Secondly there are many injectors of ink, not just the one you’re interested in. Also there are consumers of ink. And all that that muddies the waters as far as knowing whether your ink is what you’re looking at downstream.
Nick,
“No, climate models do track the evolution of earth climate.”
No maybe at all? No if they got it right? Just do? . .
Logically speaking, you just said it’s not even possible to mess up a climate model such that it will not track the evolution of earth climate, and that is very hard for me to believe. Did you mean something more like they’re only designed to track earth climate, not weather?

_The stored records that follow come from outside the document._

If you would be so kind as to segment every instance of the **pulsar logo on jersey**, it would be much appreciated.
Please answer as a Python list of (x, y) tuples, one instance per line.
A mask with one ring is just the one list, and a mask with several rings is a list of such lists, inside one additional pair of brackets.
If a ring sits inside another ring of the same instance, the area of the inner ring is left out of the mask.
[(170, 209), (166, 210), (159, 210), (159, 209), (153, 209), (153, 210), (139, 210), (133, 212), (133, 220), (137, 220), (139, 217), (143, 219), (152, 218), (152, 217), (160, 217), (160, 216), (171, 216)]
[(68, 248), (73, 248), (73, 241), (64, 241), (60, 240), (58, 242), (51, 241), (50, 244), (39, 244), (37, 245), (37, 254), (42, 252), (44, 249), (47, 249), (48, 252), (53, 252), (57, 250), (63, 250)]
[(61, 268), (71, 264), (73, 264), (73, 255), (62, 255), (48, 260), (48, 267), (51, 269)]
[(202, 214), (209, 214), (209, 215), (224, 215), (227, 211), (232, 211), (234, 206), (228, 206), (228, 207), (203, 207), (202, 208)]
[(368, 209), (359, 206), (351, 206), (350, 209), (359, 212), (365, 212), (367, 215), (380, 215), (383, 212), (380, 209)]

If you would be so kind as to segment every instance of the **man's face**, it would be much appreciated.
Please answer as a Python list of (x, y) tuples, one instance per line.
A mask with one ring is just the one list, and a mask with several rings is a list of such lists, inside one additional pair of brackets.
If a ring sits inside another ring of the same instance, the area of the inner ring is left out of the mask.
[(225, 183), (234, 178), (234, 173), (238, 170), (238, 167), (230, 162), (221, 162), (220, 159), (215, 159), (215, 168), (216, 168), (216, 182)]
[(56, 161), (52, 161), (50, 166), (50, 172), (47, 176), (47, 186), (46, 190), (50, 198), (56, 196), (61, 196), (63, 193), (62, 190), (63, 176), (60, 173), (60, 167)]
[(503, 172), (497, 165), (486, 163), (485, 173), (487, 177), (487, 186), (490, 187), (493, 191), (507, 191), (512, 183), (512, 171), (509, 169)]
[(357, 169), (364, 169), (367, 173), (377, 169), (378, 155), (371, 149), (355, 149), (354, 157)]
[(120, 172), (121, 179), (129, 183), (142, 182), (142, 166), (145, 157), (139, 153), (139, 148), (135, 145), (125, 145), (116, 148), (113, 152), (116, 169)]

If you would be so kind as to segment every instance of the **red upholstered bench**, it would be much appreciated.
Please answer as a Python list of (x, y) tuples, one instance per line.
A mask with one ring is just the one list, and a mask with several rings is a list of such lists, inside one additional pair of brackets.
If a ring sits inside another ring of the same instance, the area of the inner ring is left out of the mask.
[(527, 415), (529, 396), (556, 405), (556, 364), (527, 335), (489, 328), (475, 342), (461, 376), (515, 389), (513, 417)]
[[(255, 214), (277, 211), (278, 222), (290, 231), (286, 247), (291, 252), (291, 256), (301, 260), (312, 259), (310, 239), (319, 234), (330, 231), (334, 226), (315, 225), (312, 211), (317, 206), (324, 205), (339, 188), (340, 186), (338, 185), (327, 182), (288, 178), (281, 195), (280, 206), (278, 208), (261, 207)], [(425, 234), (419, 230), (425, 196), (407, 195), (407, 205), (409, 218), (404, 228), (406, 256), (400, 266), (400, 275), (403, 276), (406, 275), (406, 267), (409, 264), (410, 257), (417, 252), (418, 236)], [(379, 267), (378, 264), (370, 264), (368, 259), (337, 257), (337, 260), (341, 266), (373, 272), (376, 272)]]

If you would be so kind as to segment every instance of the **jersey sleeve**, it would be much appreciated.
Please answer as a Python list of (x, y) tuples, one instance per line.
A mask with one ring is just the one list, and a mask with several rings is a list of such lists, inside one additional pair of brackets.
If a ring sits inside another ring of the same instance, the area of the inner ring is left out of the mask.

Like Bartleby, I would like to see the details of the climate models. I am reviewing John Casti’s text on mathematical models (Reality Rules) to refresh my memory before checking to see if the climate models are “good.” (In an earlier life I built some models to perform reliability and maintainability anayses, but they were much simpler than a climate model.) A main point is that a model is not the system being modeled. Although a model does not include all the factors that affect the actual system, it must include all the most important factors and must be coded correctly. Another issue is round-off error, which can be magnified in sequential runs of a model where the output of one run is used as the input for the next run without correcting the round-off error. Unfortunately, the current climate models are not likely to be abandoned until a better model is developed and adopted. Casti emphasizes that the person doing the modeling must have extensive knowledge of the system and also extensive knowledge of math model development including the algorithms used to represent how the system actually functions, but does not need to be an expert. The community of AGW skeptics should be working to develop a better model (or system of models) or a more accurate alternative method to project future climate performance.
See my reply to Bartleby above. Note that I don’t go far into the models, because long before you get to the sort of detail that you are talking about it becomes very clear that the models are incapable of working.You would like to see a better model (or system of models) or a more accurate alternative method. From my article you can see that the models are heading up a blind alley. As they are currently structured, you just can’t get a “better” or “more accurate” model. A completely different kind of model – top down instead of bottom up – is needed.
“I would like to see the details of the climate models.”
CCSM is a well documented GCM. The detailed scientific description is here. The code is available via here.
Mr. Jonas and Mr. Stokes, thanks for your responses. SRI
Mmmmm, subversion code. Interesting terminology for the climate model. Descriptive?